Jon Ford, a Republican member of the Indiana Senate, said during a nationwide remote panel on Wednesday that online casino gaming legislation could be on the horizon in the Hoosier State.
“On the table for us in the next session will be iGaming,” Ford said as part of a panel invited by the National Council of Legislative Gaming States (NCLGS
). “I think we’ll take a hard look. The goal again will be to keep barriers to entry low, and with low taxes to bring [customers from] the gray market in as much as possible.
“Neighboring states (Michigan) have passed iGaming
, so it’s time we take a look at that. And sports betting shows these are folks not being touched by brick-and-mortar states.”
Ford was referring to the fact that states such as New Jersey and Pennsylvania, in the pre-COVID-19 era, saw traditional casino revenue rise even with the introduction of online casino offerings with those casinos as partners. A bill could be introduced early in 2021.
The history of Indiana and gambling, Ford added, has not always been a smooth path.
Expectations versus reality
“Like many Midwestern states, we started with rural riverboat casinos and with expectations set very high 28 years ago,” Ford said. “We would put casinos in rural river towns, and business would come.
“But for the most part, that did not come true,” Ford said, though pointing to Evansville as an exception.
“In 2008, in the middle of the Great Recession, the racinos idea came along, and again gambling was looked at as a cash cow,” Ford said during the 75-minute panel. “Two racinos would be licensed at $500 million – but that got negotiated down to $250 million per license.
“There just wasn’t much forethought into the quality of the product, so there were high fees and we did not allow table games at the racinos. The first companies that bought in did go into bankruptcy.”
But the landscape was entirely different, Ford noted, with a comprehensive gambling bill that featured retail and mobile sports betting.
“We have a low tax rate and entry fee,” Ford said, with three “skins” for each casino and racino to use for mobile sports betting. “The 2019 bill was a departure from the way we looked at gaming. It was more how to make an environment more favorable for investment. We started to look at it more like an industry, like manufacturing.”
Illinois in the crosshairs
Another panelist, Penn National Gaming CEO Jay Snowden, said that states hungry for revenue need to be wary of Illinois’ example with video gaming terminals (VGTs).
“VGTs destroy jobs and deter capital investment,” said Snowden of the more than 30,000 such machines located at truck stops, bars, restaurants, and other small businesses all over the state except for the Chicago area. “These machines are difficult to regulate and provide easy access for problem gamblers and children.”
Snowden added that almost 40% of those who have signed up to “self-exclude” from gambling say they did so due to VGTs.
But he added, “This can’t be a solution to budget woes,” given the decline in Illinois casino revenues once VGTs came along in 2012.
“I’m from Las Vegas, and I have been passionate about the industry since a young age,” Snowden said. “And I believe that VGTs put a black mark on the industry.
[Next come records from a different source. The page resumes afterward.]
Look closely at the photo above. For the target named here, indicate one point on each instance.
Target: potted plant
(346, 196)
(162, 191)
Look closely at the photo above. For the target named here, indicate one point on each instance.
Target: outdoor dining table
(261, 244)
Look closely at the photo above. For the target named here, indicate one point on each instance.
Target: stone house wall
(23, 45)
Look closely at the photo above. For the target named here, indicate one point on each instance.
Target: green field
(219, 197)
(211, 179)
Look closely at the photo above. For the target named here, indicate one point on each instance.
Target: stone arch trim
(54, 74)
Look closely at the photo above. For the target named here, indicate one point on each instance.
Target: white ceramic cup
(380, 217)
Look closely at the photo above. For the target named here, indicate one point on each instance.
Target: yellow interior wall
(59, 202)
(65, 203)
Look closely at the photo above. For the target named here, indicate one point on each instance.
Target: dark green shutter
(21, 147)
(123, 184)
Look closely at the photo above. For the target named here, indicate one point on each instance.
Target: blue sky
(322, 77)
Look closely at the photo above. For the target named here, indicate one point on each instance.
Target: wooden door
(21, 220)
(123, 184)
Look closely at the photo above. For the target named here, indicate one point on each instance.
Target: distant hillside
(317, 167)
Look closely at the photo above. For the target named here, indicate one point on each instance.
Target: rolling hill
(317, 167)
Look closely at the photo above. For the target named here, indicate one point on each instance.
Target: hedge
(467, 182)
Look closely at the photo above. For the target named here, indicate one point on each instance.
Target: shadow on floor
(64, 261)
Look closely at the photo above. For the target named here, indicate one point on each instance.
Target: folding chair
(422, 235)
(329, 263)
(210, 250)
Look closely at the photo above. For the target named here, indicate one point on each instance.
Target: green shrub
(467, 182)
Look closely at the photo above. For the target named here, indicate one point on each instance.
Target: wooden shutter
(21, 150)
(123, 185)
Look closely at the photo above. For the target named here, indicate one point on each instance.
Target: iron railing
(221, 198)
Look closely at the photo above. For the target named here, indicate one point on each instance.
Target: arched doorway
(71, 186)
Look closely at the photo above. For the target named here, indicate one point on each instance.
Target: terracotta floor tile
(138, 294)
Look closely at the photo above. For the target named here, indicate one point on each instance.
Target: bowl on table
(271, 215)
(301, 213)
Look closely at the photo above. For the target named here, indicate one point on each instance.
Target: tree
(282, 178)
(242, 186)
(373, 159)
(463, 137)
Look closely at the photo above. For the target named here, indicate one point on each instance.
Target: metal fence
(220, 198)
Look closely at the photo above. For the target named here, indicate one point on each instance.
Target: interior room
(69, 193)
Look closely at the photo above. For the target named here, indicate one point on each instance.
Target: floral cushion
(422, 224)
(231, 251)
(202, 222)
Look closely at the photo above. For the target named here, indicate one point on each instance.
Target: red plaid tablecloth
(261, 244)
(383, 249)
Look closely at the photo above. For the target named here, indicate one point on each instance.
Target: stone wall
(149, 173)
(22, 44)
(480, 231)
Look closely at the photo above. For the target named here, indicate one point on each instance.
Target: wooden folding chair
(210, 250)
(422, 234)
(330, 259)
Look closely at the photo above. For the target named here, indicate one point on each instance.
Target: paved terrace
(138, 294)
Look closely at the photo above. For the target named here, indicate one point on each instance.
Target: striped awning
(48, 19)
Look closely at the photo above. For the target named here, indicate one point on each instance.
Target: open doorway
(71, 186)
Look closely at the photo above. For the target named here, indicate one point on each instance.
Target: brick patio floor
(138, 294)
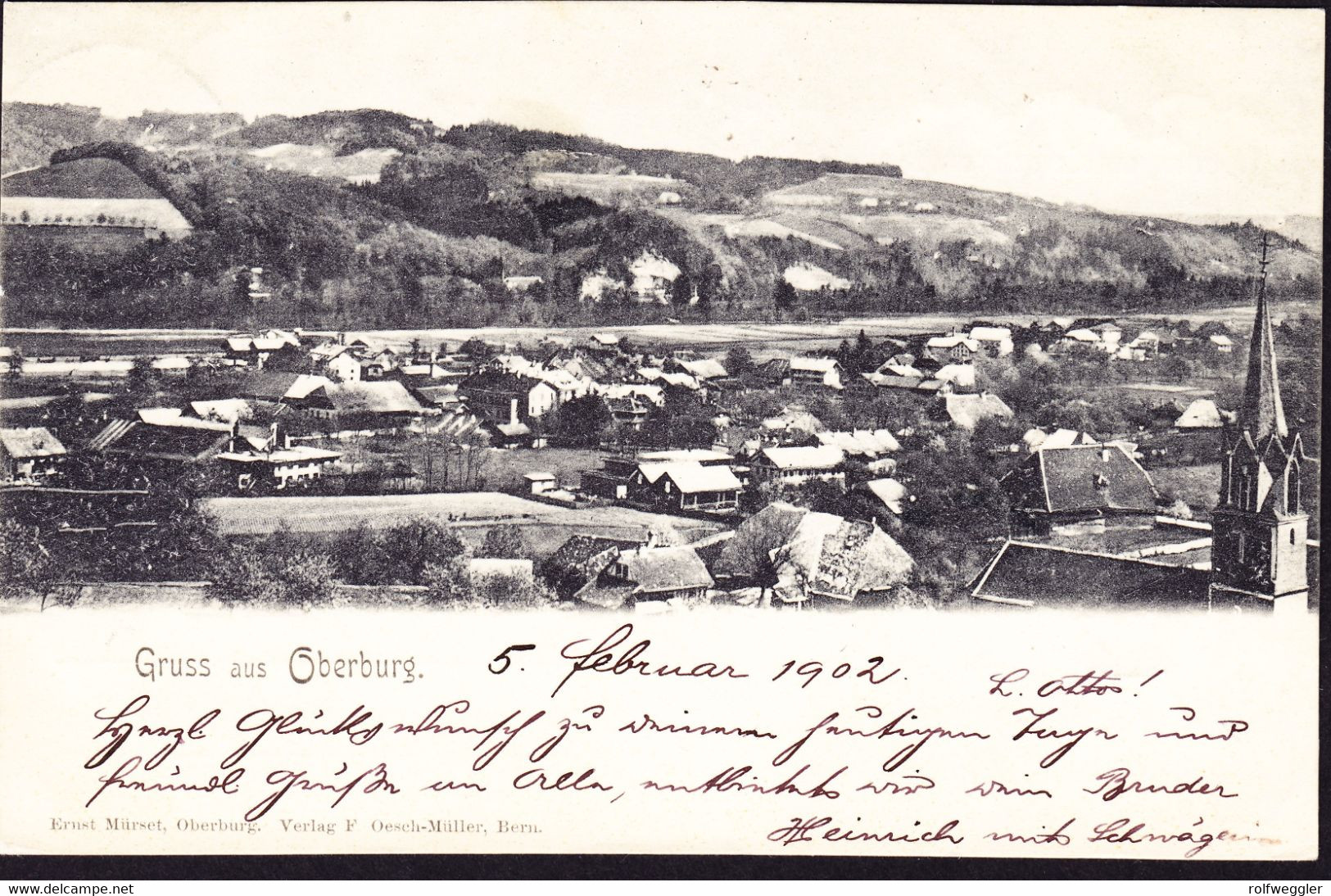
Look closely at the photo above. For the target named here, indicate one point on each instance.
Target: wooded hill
(374, 219)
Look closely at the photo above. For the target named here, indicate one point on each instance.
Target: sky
(1135, 110)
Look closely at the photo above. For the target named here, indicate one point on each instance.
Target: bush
(274, 572)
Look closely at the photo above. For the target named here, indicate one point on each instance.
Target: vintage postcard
(624, 428)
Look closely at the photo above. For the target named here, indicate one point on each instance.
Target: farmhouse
(276, 468)
(507, 398)
(952, 348)
(1077, 483)
(687, 485)
(796, 465)
(93, 204)
(816, 372)
(996, 341)
(967, 412)
(28, 453)
(387, 402)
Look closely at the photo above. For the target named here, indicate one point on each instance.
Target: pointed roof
(1262, 413)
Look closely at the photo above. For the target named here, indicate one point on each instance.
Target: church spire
(1262, 412)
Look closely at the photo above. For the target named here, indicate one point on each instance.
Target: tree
(739, 361)
(143, 376)
(581, 421)
(504, 542)
(360, 555)
(278, 570)
(754, 554)
(414, 544)
(681, 289)
(25, 565)
(447, 581)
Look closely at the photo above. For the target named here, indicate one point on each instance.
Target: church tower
(1260, 545)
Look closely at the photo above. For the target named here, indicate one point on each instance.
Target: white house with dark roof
(816, 372)
(799, 464)
(28, 453)
(688, 485)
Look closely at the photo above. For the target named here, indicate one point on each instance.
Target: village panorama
(483, 368)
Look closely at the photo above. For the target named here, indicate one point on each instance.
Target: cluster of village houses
(502, 397)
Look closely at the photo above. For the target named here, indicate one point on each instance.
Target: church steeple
(1262, 413)
(1260, 529)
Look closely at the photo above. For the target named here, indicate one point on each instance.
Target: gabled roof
(174, 417)
(383, 397)
(704, 369)
(1034, 576)
(968, 410)
(960, 374)
(702, 455)
(862, 441)
(655, 570)
(160, 442)
(575, 565)
(294, 455)
(832, 557)
(692, 477)
(223, 409)
(277, 385)
(953, 341)
(890, 491)
(1094, 477)
(822, 457)
(1201, 414)
(29, 442)
(816, 365)
(1081, 336)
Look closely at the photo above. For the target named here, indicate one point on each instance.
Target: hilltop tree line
(451, 216)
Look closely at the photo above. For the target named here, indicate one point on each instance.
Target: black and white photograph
(926, 370)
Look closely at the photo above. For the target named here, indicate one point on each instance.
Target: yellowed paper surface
(1161, 736)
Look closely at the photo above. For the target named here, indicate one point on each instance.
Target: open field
(1197, 485)
(505, 468)
(545, 526)
(713, 337)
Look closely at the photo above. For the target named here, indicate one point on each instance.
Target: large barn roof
(83, 179)
(85, 192)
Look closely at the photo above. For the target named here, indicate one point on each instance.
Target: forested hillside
(422, 225)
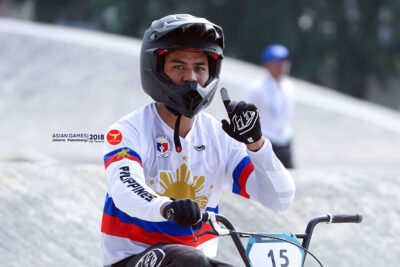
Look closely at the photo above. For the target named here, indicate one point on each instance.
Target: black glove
(184, 212)
(244, 123)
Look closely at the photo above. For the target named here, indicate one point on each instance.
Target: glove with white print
(244, 125)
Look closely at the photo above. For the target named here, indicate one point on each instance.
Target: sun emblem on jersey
(181, 186)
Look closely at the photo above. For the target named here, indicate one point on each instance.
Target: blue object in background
(274, 52)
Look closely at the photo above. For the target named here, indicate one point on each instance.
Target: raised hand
(244, 125)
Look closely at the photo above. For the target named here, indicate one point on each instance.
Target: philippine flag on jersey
(163, 146)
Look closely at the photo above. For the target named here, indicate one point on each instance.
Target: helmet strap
(178, 146)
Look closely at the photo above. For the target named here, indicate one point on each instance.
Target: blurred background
(348, 45)
(77, 72)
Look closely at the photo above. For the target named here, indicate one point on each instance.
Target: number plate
(268, 252)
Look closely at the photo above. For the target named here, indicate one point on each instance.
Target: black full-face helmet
(180, 32)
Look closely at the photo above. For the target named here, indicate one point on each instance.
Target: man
(273, 96)
(170, 156)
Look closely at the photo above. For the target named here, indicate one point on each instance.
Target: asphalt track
(55, 80)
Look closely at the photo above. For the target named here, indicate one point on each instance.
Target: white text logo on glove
(245, 122)
(153, 258)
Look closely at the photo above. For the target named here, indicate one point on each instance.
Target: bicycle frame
(213, 218)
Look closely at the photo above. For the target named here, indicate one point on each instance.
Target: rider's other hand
(186, 212)
(244, 125)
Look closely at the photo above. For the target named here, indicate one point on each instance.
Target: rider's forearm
(271, 184)
(130, 193)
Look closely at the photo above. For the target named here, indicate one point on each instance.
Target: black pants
(171, 255)
(284, 154)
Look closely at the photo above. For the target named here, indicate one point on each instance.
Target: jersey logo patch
(183, 184)
(114, 137)
(163, 146)
(200, 148)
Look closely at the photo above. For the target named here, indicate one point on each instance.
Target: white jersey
(274, 101)
(144, 171)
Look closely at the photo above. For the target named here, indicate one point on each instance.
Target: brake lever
(205, 233)
(217, 229)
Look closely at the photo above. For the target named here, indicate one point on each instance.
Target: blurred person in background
(273, 96)
(169, 157)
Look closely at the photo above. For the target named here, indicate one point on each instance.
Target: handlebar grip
(170, 214)
(346, 218)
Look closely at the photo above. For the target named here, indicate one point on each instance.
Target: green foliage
(335, 43)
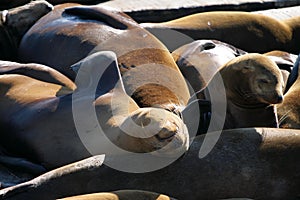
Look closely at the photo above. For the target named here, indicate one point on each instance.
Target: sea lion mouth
(164, 138)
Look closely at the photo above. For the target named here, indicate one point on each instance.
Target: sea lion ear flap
(98, 73)
(245, 68)
(113, 18)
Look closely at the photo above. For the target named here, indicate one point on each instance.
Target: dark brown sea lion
(253, 83)
(257, 163)
(121, 195)
(153, 130)
(15, 22)
(69, 33)
(241, 29)
(289, 109)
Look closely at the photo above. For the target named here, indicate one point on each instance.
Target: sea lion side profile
(152, 130)
(71, 32)
(289, 110)
(200, 60)
(121, 195)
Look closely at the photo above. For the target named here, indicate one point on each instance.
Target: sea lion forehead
(258, 60)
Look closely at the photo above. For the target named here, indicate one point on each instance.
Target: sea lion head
(157, 130)
(200, 60)
(255, 78)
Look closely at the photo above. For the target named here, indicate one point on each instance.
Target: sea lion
(285, 61)
(257, 163)
(15, 22)
(247, 28)
(153, 130)
(71, 32)
(121, 195)
(288, 111)
(253, 83)
(200, 60)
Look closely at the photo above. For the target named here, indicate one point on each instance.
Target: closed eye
(264, 81)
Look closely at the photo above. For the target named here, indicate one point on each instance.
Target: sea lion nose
(167, 132)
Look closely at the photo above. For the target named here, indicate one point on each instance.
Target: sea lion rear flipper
(98, 72)
(114, 18)
(37, 71)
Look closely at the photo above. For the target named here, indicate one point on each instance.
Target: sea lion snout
(156, 130)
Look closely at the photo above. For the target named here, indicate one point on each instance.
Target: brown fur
(121, 195)
(289, 109)
(38, 124)
(201, 59)
(253, 83)
(15, 22)
(143, 60)
(248, 31)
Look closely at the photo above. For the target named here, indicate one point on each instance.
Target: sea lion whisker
(284, 116)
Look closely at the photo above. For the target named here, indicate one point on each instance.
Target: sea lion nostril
(280, 98)
(208, 46)
(165, 134)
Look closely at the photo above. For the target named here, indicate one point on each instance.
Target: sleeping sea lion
(240, 29)
(253, 84)
(200, 60)
(71, 32)
(121, 195)
(40, 123)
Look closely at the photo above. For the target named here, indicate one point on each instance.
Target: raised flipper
(37, 71)
(114, 18)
That upsets me, because I love this industry.”
Snowden also included projections that show that by 2030, iGaming would be a $11 billion industry and sports betting would be at $10 billion.
Casinos and cash – end of an era?
Bill Miller, president of the American Gaming Association
, used much of his time to talk about a fundamental change he wants to see at casinos — the end of cash requirements.
“Payment modernization is now more important than ever,” Miller said. “A consumer is familiar with modern payment options in every other aspect of their life, and they want the same choices on the casino floor.
“Digital payments also are a powerful tool for customers to monitor their spending better than using cash ever could.”
Snowden echoed Miller’s sentiment.
“We are the only legitimate industry left still doing 100% of business with cash,” Snowden said. “It’s crazy.”
Snowden said that even automated teller machines (ATMs) are considered too old-fashioned for people in their 20s and 30s. He said that states such as Louisiana, Nevada, Indiana, Ohio, and New Jersey are among the states looking into modernizing.
“But you have some states still stuck in the 1980s and 1990s, and that needs to change,” he added.